A explicação para isso é simples. Com a imposição de tarifas, fica
mais caro para a China comprar produtos dos EUA, e para os americanos comprarem
produtos chineses. Os dois países precisam, então, procurar outros fornecedores
para evitar o encarecimento das importações.
Não é a toa
que o vice-presidente Hamilton Mourão desembarcou no dia 19 de maio em Pequim.
De olho no investimento chinês e na possibilidade de ampliar a gama de bens
vendidos pelo Brasil, ele se reuniu com o vice-presidente chinês, empresários e
banqueiros.
Segundo uma
pesquisa da Confederação Nacional da Indústria, por enquanto o setor brasileiro
mais beneficiado com a disputa comercial foi o agronegócio. Também houve
aumento no comércio brasileiro com os EUA, mas ainda não está claro, segundo a
CNI, se a guerra comercial teve influência.
"No
curto prazo, o Brasil ganha. Mas é uma boa notícia com efeito limitado",
disse à BBC News Brasil Christopher Garman, diretor do departamento de América
Latina da Eurasia Group, especializada em avaliação de risco.
"O
Fundo Monetário Internacional já alertou que o crescimento global sofre com a
escalada de tarifas e, se tivermos um acirramento dessa disputa, poderemos ter
uma desaceleração da economia a nível internacional. Portanto, a médio e longo
prazo há impactos negativos".
Com ajuda de
especialistas e representantes de setores produtivos, a BBC News Brasil
identificou duas oportunidades e três riscos que a guerra comercial entre China
e EUA pode trazer para o Brasil.
Segundo especialistas, a curto prazo, Brasil pode lucrar com a disputa comercial entre China e EUA
Exportação de produtos agrícolas para a China - Produtos
agrícolas americanos foram os mais afetados pela alta nas tarifas impostas pela
China, principalmente soja, amêndoas, maçãs, laranjas e carnes. Para substituir
essas commodities que ficaram mais caras, o gigante asiático se voltou para
outros fornecedores de carnes, frutas e grãos.
O Brasil
como terceiro maior exportador agrícola- atrás apenas de Estados Unidos e União
Europeia- é um substituto natural.
Uma pesquisa
feita pela CNI comparou produtos americanos taxados pela China e pelos EUA com
o comércio desses bens pelo Brasil. O resultado mostra que alguns setores
produtivos brasileiros aumentaram suas vendas em decorrência da guerra
comercial.
"O que a gente vê é um aproveitamento de oportunidades pelo
produtor brasileiro, sobretudo na venda de produtos agrícolas para o mercado
chinês", disse à BBC News Brasil o gerente de Negociações Internacionais
da CNI, Fabrizio Panzini.
A produção de soja foi a maior beneficiada pelo comércio recorde
entre Brasil e China em 2018, vendendo US$ 7 bilhões a mais para os chineses de
um ano para outro. Outros setores que cresceram foram o de carne bovina (US$
557 milhões a mais), algodão (US$ 358 milhões) e carne suína (US$ 202 milhões).
"A
conclusão que a gente chega é que os efeitos dessa guerra comercial para o
Brasil até o momento, no curto prazo, foi positivo", destaca Panzini.

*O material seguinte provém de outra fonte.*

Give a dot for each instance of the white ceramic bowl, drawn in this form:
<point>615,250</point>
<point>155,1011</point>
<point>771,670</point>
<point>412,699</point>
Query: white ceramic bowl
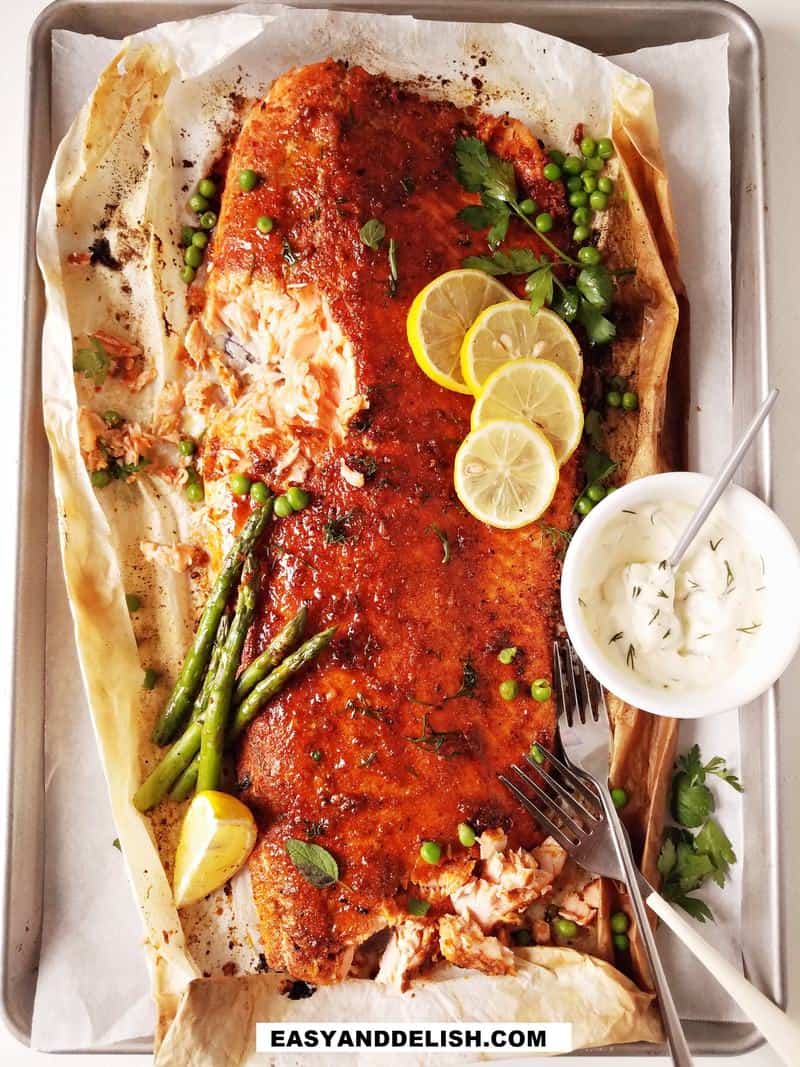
<point>781,636</point>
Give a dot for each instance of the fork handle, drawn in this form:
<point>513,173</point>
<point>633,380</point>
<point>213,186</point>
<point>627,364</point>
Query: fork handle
<point>675,1036</point>
<point>774,1024</point>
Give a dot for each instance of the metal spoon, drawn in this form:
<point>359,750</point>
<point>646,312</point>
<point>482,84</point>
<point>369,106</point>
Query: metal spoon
<point>722,480</point>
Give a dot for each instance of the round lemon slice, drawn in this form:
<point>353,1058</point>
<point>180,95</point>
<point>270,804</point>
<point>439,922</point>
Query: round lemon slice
<point>506,473</point>
<point>508,331</point>
<point>217,837</point>
<point>538,392</point>
<point>440,317</point>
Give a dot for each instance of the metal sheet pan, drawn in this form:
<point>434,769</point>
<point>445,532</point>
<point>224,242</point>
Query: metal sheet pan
<point>607,27</point>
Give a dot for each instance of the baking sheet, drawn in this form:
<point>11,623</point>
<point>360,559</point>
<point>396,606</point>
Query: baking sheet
<point>718,385</point>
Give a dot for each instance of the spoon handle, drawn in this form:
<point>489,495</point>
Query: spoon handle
<point>721,481</point>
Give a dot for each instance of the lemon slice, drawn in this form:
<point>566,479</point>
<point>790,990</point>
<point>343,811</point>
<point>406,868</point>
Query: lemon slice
<point>217,838</point>
<point>440,317</point>
<point>538,392</point>
<point>506,473</point>
<point>508,331</point>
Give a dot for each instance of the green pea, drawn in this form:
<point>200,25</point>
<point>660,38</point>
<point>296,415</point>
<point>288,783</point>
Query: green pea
<point>565,927</point>
<point>194,492</point>
<point>430,851</point>
<point>541,689</point>
<point>620,797</point>
<point>259,493</point>
<point>466,834</point>
<point>573,164</point>
<point>193,256</point>
<point>112,418</point>
<point>605,147</point>
<point>417,907</point>
<point>100,478</point>
<point>537,754</point>
<point>197,204</point>
<point>509,688</point>
<point>620,923</point>
<point>298,497</point>
<point>240,483</point>
<point>589,255</point>
<point>283,508</point>
<point>584,506</point>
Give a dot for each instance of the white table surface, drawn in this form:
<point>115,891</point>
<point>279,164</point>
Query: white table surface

Setor agrícola brasileiro foi o maior beneficiado pelo aumento de tarifas sobre produtos dos EUA
O 'quase acordo' que prejudicaria o Brasil - Antes de as
tarifas mais recentes serem anunciadas, Trump e o presidente chinês, Xi
Jinping, tentaram negociar um acordo que previa um compromisso da China de
comprar produtos agrícolas americanos.
Se esse
entendimento entrasse em vigor, o Brasil sairia perdendo, já que a os chineses
importam cerca de 30% dos alimentos produzidos pelo nosso país. Mas, segundo
Trump, de última hora a China modificou os termos do acordo, e o americano
decidiu elevar ainda mais as tarifas sobre produtos chineses.
"A
expectativa era que, com um acordo comercial mais abrangente entre China e EUA,
o setor exportador brasileiro pudesse sofrer, particularmente porque um dos
benefícios que os chineses ofereciam para os americanos era comprar mais
produtos dos Estados Unidos, inclusive agrícolas", diz Garman, da Eurasia
Group.
Assim, a
escalada da crise, num primeiro momento, evitou uma perda comercial
significativa para o agronegócio brasileiro.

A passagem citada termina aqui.